= Oromo nationalism =

Ethnic nationalism

Flag of the Oromo Liberation Front

Oromo nationalism (Oromo: Oromummaa) is an ethnic nationalism advocating the self-interest of Oromo people in Ethiopia and Kenya. Many Oromo elites, intellectuals and political leaders struggled to create an independent Oromia state throughout 19th and 20th century, since the start of Abyssinian colonialism under Emperor Menelik II. No consensus has been reached yet regarding the motives of this type of nationalism, whether the Oromos liberate themselves to form a nation-state or offer self-determination in federal Ethiopia.

Oromo nationalism is viewed as opposite of the Ethiopian nationalism like other forms of ethnic nationalism, which support civic nationalism and pan-Ethiopianism. It is also accused of fomenting various conflicts within Ethiopia and increasing anti-Amhara sentiments.

==Concept ==
The rise of Oromo nationalism began following resistance against the conqueror Abyssinian force under Emperor Menelik II in the late 19th century, when many Oromo intellectuals and revolutionaries tried to struggle for centralized leadership. Oromo nationalism posited the opposite of Ethiopian nationalism, by claiming the Ethiopians considered people neither civilization nor history. Oromo is the largest ethnic group in Ethiopia comprising about 40% of Ethiopia's population. Historically, they were called "galla" in various Ethiopian literature and beginning to Oromo migrations, the Oromo civilization strived to the Ethiopian dominance, by introducing adoption system (guddifachaa) the democratic rule (the gadaa system).

Oromo nationalism is viewed as a recent phenomenon and has been a controversial subject among the Oromo elites. This fluctuates between Oromo self-determination and the creation of an independent Oromia state within the federal law of Ethiopia. The Oromo elites and nationalists always perceive the Oromo people as "oppressed people" by Ethiopian colonial rule, they suggested in their thesis that Oromia and Ethiopia are mutually exclusive, believing one should be destroyed while the other grows. Gemechu Megersa said that "There is only one big problem for Ethiopia and that is Oromia, and there is one big problem for Oromia and that is Ethiopia".

==History==
During the Italian invasion of Ethiopia, the Oromo nobility sided to Italy hoping to exercise their power and taking advantage to return their lands. The Italian appointed them as governors of their former lands. In 1935, Raya Azeboos Oromos attacked the Abyssinian armies during the Battle of Maychew.
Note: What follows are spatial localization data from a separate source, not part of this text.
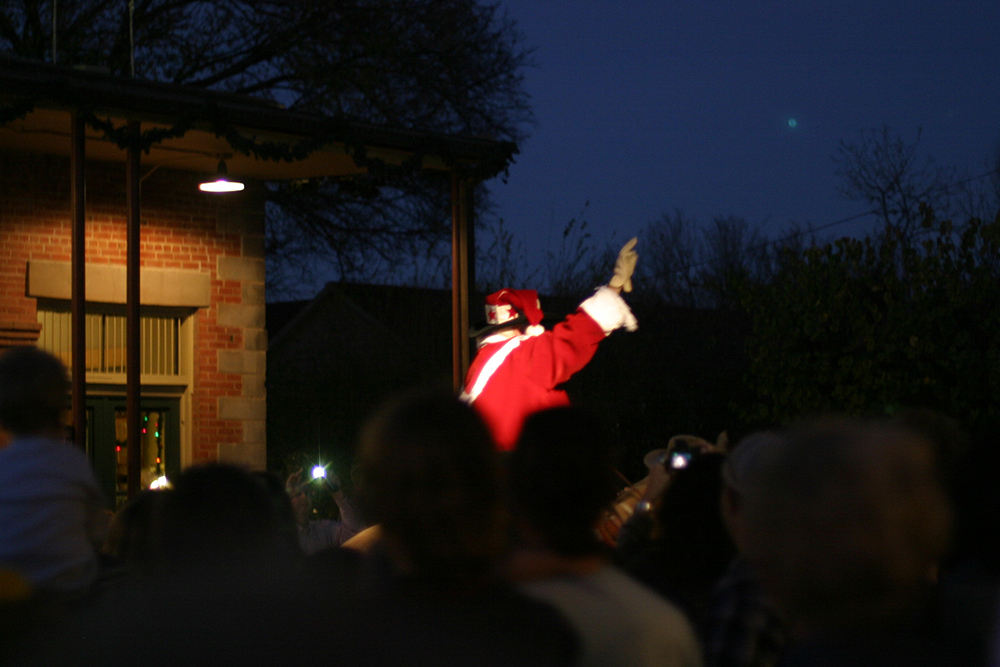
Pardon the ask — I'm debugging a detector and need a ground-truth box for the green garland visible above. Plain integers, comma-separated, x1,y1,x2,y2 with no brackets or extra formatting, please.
0,97,512,180
208,120,325,163
79,109,195,153
0,97,35,125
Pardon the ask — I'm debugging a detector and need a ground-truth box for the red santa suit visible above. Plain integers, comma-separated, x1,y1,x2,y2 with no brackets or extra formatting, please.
461,286,637,450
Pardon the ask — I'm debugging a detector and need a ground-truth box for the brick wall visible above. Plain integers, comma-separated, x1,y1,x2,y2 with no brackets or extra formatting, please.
0,150,267,469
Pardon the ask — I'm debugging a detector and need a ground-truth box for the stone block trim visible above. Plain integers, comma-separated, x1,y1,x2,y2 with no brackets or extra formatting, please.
218,397,266,421
217,441,266,470
242,282,266,306
217,256,265,283
242,374,266,398
217,350,245,374
244,328,268,352
241,420,267,447
217,350,266,376
216,303,265,329
27,261,211,307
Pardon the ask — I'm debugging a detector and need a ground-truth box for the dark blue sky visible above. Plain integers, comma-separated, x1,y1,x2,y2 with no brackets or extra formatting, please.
490,0,1000,269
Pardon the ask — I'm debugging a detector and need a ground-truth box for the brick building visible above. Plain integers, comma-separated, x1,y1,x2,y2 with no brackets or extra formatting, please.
1,153,266,506
0,57,512,507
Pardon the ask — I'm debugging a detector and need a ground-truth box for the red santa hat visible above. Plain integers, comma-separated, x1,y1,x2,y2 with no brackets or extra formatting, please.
469,289,544,338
Also, in 1936, Oromos in Jimma expelled Amharas officials to defy the colonial rule. Hence, the Oromo nobility in western Ethiopia declared an independent Oromia state called Western Oromo Confederation (WOC), expressing a mandatory state to the League of Nations. After the end of Italian rule in 1941 and Emperor Haile Selassie return, the Oromos broadly contested the Abyssinian rule and started rebellion against the Shewa Amharan nobility. However, such events were not mentioned in the Ethiopian historiography.

In 1973, the Oromo nationalist founded the Oromo Liberation Front (OLF) and its wing, the Oromo Liberation Army (OLA) in order to counter oppression during Haile Selassie's rule. During the Derg rule, OLF had fought against the Derg administration to create Oromia state. Although OLF marginalized with other rebel group such as Islamic Front for the Liberation of Oromia (IFLO) and the Oromo People's Liberation Front (OPLF), they were able organizing into smaller units like clans and villages. The Oromo resistance continued through the end of Ethiopian Civil War and the rise of EPRDF government in 1991. They sometimes coordinated with but rebelled against the EPRDF to gain autonomy. For instance, the OLF fought small guerella war in the southern Ethiopian region in order to liberate Oromo ethnicity in that area from the central government, while IFLO and OPDO resorted to the government alliance. This resulted in an intragroup conflict between those factions, notably the OLF and IFLO. In July 2000, both groups reached a peace agreement, but this could not allevate the clashes thereafter, most notably between members of OPDO and Oromo Federalist Democratic Movement (OFDM), and numerous Oromo political organizations. The Oromos took small demonstrations to show their representation in all Ethiopian universities. The Tigrayan-dominated government perceived the Oromos as the major threat to their power and persecuted them in various occasions.

Since Abiy Ahmed took power in 2018, many radical Oromo reactionaries attacked him for his working as "neftenya agent" and eroding Oromia constituency. Politicians like Jawar Mohammed stated that only EPRDF could save Ethiopia from disintegration because it exercising a strong military, police and bureaucracy structure. He argued opposition groups had no wielding power during the transition. On other hands, activist Eskinder Negga and Bekele Gerba have another outlook. Eskinder, a pan-Ethiopianist, supported a transition government, though Bekele would prefer transitional administration led by Lemma Megesa.

==Oromummaa==

Oromumma is an Oromo nationalist and ethnocenteric term. It is thought to define the Oromo integrity, and cultural expression.